Dec 7, 2013; Atlanta, GA, USA; Auburn Tigers cornerback Chris Davis (11) holds up the SEC sign after the 2013 SEC Championship game against the Missouri Tigers at Georgia Dome. The Auburn Tigers defeated the Missouri Tigers 59-42. Mandatory Credit: Kevin Liles-USA TODAY Sports

Would Inclusion to SEC Scheduling Validate BYU's Independence?

With news that the Southeastern Conference is requiring their schools to schedule a Power 5 conference team each year in non-conference play, will BYU find a way to get a Notre Dame-like exception?
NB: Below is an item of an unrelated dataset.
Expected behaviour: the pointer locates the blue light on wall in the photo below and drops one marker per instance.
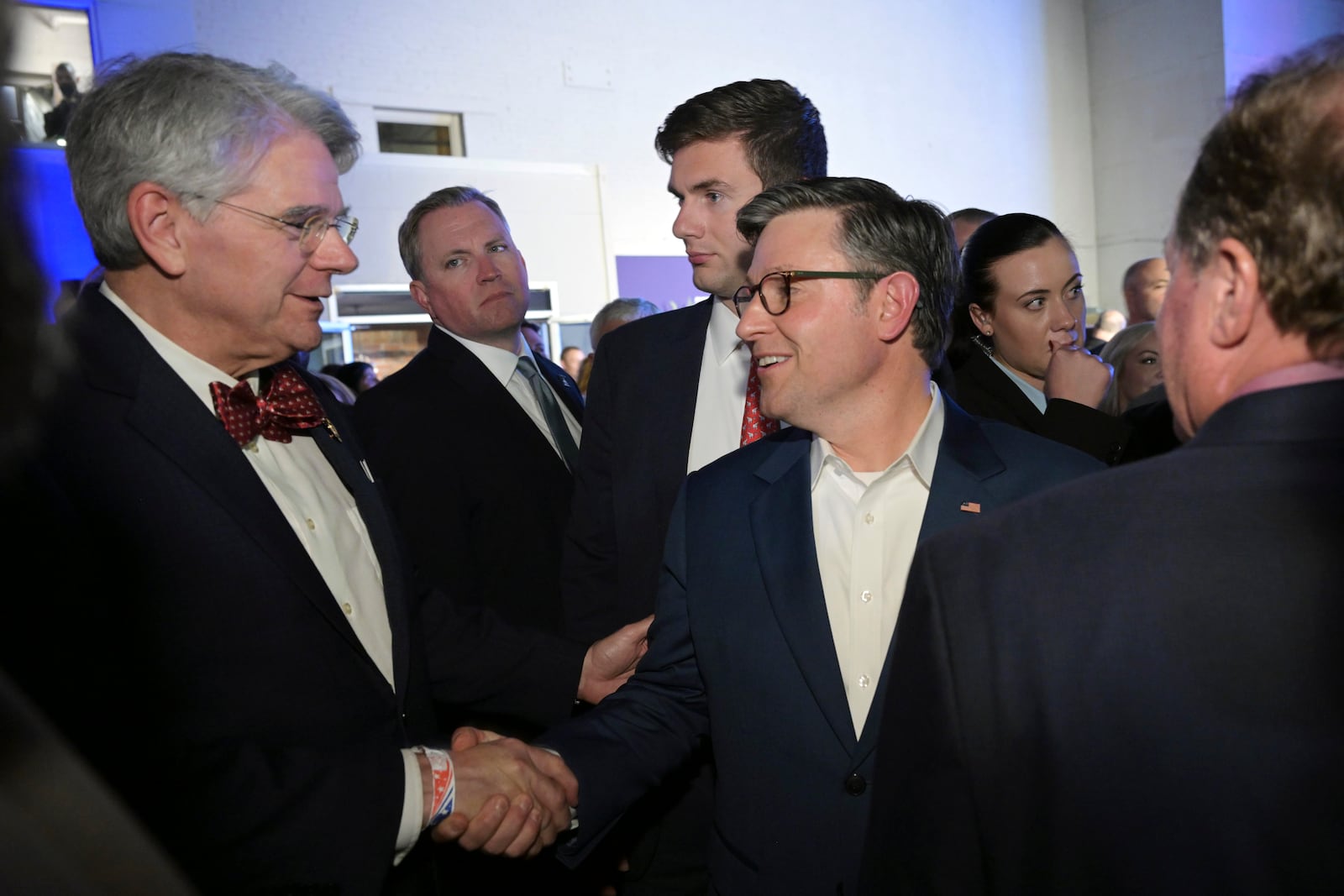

If so, will it be the move that finally validates the path to independence?

This past Sunday, the SEC made an announcement that starting in 2016 all members of the SEC need to schedule at least one team from the Power 5 conferences (ACC, Big Ten, Big XII, Pac-12, & Notre Dame).  This is big news to BYU because any hope to schedule SEC teams in the future would all of a sudden be put to rest.  Then the question would be, will more conferences follow suit and put a similar rule into place for their leagues?  Could have major ramifications on BYU’s aspirations to schedule quality teams on future football schedules, which in turn would affect any glimmer of hope BYU would ever have of reaching the College Football Playoff with the emphasis being placed on strength of schedule by the committee.

BYU Athletic Director Tom Holmoe isn’t standing pat though.  Holmoe knows the importance of BYU having the opportunity to schedule SEC teams in the future.  So Holmoe is looking to talk with SEC Commissioner Mike Slive to see where BYU fits in the leagues new scheduling requirements.

It’s smart that BYU is seeing where they stand with the SEC.  Holmoe has always preached that BYU is always keeping a pulse of what is happening in the world of College Football, and when you talk pulse of college football there’s no bigger league than the SEC.

So think about it, what if BYU gets an exception from Slive for BYU to play SEC teams in the future?  Wouldn’t this be the crowning moment of independence, and validate the move to an independent path altogether?  We all know that perception holds a lot of weight in the college football world, and BYU’s perception would skyrocket if the SEC said the Cougars fit into the Power 5 scheduling mix they require for their member schools.  If the SEC views BYU as one of College Football’s power programs, why wouldn’t everyone else, including the playoff committee?

Slive gave BYU a nice little tap on the head yesterday with his comment to ESPN’s Joe Schad saying, “they do have a nice program.”  Nothing can be taken from that, but hey how often do you hear Slive actually talking about BYU?

If BYU can get an agreement with the SEC this would validate the long-term goals of independence.  It would be the move that says independence can be successful long-term, and BYU can put together a schedule that is nationally respected.  Now keep in mind, if this agreement happened it’s not like LSU & Alabama would be coming to Provo year-after-year.  Although, we are still waiting on the Tide to make their return trip to Provo that they backed out of in 1996 due to “SEC commitments”.  Make it right Bama and honor Glen Tuckett’s agreement back in the day.  Anyways, what we could expect is a lot of games against these SEC schools on the road.  Honestly, that’s fine.  Is anyone going to complain about a trip to Tennessee, Georgia, Texas A&M, Florida, or basically any school in that league not named Missouri?  Sorry Mizzou you still don’t make sense in that league to me.  You just don’t.

Road games, neutral sites, and the occasional game in Provo would be great.  Anything with the SEC says big-time college football, and if BYU wants to be on the biggest stages, you have to be in this scheduling mix Slive is requiring.

I’d tell Mike Slive, what other program is going to give you a guaranteed ESPN game if one of your schools actually rolled the dice and traveled west?  How many programs within the Power 5 can boast a stadium that holds 64,000+, and has been one of the winningest programs in college football over the last 40 years?  Not many.   If the SEC looks into this further there’s no reason BYU wouldn’t be a great school to give an exception to.  The Cougars would do anything to be part of the scheduling mix, and would be a great partner to work with.

Whatever happens with the SEC and BYU in the coming months, or years, the outcome might be the moment that sets BYU in the haves or have-nots of College Football.